Ikea’s new Planning Studio, mainly for kitchen browsers, is a thing of beauty, but are other shoppers being short-changed in the retailer’s rush to please the urban elite? 

Time to change your kitchen? It’s the kind of thing that happens when work surfaces begin to look a little tired, when you spot a fancy new induction hob or maybe when you move house, but it will involve money.

If you’re on a budget, you may head for the freshly opened Ikea Planning Studio on London’s Tottenham Court Road, where on display are a range of kitchen roomsets and, on the floor above, a number of staff are on hand to help you cook up a food prep area to gasp over.

All good, but what happens if you happen to want a bedroom? Doubtless the same staff could help you to select from Ikea’s online emporium and go through the process of creating a dream bedroom, as it were, but the experience is unlikely to be as first hand as looking at stock/roomsets to get you in the mood and then heading off to the store’s design area.

Urban appeal

Follow this line of thought and it appears there are currently two approaches to the business of setting up shop in an urban location.

The first is to go niche and create an interior that will appeal to louche urban dwellers who want to make their urban pad ‘just so’. This will mean stores catering for kitchen buyers, other outlets for those wanting a new bedroom and standalone sitting room emporia, for example.

Then there are the catch-all merchants that will try to portray the essence of all, say, home interiors, with a few beds, a couple of kitchens and maybe a sofa or two (accompanied by appropriate accessories: mugs, jugs, scatter cushions and suchlike).

The latter approach is exemplified by the new Heals store in Westfield’s shopping centre at Shepherd’s Bush, which covers everything you might need for a contemporary home, albeit not in great depth.

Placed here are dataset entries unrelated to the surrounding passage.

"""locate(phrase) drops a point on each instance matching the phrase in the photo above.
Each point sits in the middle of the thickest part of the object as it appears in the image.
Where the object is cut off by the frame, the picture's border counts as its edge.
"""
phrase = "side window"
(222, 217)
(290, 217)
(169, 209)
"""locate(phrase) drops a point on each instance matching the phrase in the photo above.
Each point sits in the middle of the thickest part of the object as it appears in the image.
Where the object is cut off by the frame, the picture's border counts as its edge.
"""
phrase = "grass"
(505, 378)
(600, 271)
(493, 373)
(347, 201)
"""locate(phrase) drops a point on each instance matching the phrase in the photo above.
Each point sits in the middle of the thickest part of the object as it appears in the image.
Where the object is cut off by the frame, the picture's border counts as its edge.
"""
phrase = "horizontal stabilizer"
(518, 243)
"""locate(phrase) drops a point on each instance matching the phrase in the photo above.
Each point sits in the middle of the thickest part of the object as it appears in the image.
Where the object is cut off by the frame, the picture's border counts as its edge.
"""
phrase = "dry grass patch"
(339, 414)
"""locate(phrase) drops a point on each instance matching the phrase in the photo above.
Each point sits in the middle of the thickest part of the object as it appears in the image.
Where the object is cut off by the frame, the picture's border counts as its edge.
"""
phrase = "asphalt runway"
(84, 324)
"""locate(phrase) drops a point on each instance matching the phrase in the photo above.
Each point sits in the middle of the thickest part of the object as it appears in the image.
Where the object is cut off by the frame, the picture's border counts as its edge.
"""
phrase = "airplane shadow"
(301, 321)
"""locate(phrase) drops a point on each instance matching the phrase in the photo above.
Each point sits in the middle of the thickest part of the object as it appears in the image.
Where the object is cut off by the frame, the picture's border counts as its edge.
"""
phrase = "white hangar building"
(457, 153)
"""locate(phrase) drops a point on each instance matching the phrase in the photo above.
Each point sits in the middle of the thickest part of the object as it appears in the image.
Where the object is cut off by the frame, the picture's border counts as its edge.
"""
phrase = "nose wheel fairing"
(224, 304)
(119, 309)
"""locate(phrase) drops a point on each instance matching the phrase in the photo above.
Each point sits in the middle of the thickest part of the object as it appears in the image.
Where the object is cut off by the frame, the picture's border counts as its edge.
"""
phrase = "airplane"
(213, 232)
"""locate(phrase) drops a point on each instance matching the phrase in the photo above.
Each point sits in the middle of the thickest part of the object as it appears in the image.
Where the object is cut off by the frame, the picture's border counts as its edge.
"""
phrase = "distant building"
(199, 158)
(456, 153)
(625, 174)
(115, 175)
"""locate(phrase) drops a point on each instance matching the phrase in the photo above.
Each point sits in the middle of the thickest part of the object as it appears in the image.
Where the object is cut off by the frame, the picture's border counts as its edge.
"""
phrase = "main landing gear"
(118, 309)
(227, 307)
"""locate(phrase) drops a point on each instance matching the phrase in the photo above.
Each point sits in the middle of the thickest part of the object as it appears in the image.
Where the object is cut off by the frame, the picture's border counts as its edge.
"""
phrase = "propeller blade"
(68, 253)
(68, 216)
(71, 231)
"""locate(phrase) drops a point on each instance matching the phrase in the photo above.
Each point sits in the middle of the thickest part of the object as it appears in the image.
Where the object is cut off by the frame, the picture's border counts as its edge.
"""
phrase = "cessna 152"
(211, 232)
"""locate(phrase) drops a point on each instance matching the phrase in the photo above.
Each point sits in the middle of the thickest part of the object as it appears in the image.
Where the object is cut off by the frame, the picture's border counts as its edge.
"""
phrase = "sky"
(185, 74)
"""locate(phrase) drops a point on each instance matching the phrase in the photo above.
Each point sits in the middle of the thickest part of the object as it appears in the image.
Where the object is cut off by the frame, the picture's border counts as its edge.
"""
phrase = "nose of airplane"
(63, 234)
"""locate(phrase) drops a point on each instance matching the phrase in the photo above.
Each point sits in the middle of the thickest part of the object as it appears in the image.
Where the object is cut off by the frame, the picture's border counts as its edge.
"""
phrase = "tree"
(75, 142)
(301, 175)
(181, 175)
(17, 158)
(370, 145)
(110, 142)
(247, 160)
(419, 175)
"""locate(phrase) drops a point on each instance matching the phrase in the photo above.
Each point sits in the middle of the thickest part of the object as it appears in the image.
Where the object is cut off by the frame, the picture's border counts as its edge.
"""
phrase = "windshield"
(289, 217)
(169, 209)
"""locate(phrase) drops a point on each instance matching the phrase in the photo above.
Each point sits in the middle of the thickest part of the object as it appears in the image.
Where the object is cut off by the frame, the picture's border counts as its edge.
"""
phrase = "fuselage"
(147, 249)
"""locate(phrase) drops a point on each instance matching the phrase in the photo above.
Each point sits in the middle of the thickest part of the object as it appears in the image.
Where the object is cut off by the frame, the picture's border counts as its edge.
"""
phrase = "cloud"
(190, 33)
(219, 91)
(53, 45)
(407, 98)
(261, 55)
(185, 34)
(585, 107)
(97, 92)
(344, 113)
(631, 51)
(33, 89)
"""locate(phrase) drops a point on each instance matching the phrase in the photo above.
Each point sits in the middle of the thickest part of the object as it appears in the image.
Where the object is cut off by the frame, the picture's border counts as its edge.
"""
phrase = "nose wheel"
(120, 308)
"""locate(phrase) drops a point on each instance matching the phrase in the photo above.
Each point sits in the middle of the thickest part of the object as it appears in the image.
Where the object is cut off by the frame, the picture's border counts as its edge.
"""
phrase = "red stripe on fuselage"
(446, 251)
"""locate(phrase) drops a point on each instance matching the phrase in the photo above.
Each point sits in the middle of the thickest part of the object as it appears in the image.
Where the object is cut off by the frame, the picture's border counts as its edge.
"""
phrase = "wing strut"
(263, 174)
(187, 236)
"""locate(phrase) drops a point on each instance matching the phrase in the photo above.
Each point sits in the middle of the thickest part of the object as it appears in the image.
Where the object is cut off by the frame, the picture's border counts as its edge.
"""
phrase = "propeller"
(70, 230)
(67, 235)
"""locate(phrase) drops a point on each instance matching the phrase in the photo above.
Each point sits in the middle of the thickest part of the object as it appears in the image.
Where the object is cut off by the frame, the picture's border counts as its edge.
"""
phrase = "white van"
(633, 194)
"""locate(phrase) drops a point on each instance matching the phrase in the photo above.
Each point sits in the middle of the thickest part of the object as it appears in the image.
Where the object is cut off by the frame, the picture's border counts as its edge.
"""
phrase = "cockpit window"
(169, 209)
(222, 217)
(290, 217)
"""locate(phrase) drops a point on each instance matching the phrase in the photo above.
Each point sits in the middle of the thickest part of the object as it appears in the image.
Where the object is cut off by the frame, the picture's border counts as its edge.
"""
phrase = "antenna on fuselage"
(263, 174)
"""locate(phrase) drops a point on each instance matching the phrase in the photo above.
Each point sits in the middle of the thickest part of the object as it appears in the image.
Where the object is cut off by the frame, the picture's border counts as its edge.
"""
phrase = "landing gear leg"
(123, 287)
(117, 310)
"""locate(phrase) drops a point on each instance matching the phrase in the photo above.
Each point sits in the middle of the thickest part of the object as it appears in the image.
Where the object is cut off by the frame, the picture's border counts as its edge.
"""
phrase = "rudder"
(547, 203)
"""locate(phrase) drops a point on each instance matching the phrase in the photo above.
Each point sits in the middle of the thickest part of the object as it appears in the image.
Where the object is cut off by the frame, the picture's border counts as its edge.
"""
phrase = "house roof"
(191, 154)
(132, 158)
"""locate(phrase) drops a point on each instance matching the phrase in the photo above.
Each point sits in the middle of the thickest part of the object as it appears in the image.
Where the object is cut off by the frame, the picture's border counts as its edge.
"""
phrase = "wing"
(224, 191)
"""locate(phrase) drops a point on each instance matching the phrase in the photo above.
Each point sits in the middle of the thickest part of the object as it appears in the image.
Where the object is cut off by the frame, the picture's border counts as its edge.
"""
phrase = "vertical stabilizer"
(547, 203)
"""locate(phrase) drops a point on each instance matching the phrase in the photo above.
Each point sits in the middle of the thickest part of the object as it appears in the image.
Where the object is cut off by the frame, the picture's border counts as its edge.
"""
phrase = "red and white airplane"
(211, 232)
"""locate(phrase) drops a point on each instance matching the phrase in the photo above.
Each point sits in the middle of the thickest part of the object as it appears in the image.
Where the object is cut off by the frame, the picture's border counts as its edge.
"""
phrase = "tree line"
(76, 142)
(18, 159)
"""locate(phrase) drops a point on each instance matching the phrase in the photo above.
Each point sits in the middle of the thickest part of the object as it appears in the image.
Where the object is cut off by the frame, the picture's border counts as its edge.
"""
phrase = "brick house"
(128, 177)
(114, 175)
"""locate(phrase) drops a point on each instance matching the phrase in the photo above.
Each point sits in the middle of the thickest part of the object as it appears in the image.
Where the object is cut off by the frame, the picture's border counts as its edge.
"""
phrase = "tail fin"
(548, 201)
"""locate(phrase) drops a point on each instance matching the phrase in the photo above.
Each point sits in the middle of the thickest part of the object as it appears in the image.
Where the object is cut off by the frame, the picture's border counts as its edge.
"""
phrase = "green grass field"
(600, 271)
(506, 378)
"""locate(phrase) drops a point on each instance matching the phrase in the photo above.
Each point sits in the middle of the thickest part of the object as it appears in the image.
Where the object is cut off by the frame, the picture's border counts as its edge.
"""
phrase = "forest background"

But which is more likely to yield positive results? The answer is probably that either will do, as long as they are done well, but the single category does come with a significant caveat.

Width Vs depth?

The Ikea Planning Studio is just across the road from the Heals mothership (which is big enough to cover everything anyway) and the contrast is stark, but both will work for specific shoppers. The problem that Ikea faces is that small space and a single category does mean potentially shedding a few urban customers who might head across the street to Heals, or Habitat. Price is not all.

If you adopt the single category approach and you are in an area where there are options, you’d better be stone cold certain that there are enough customers of your chosen category to bring the whole thing successfully to the boil. Width, not depth, may actually be better.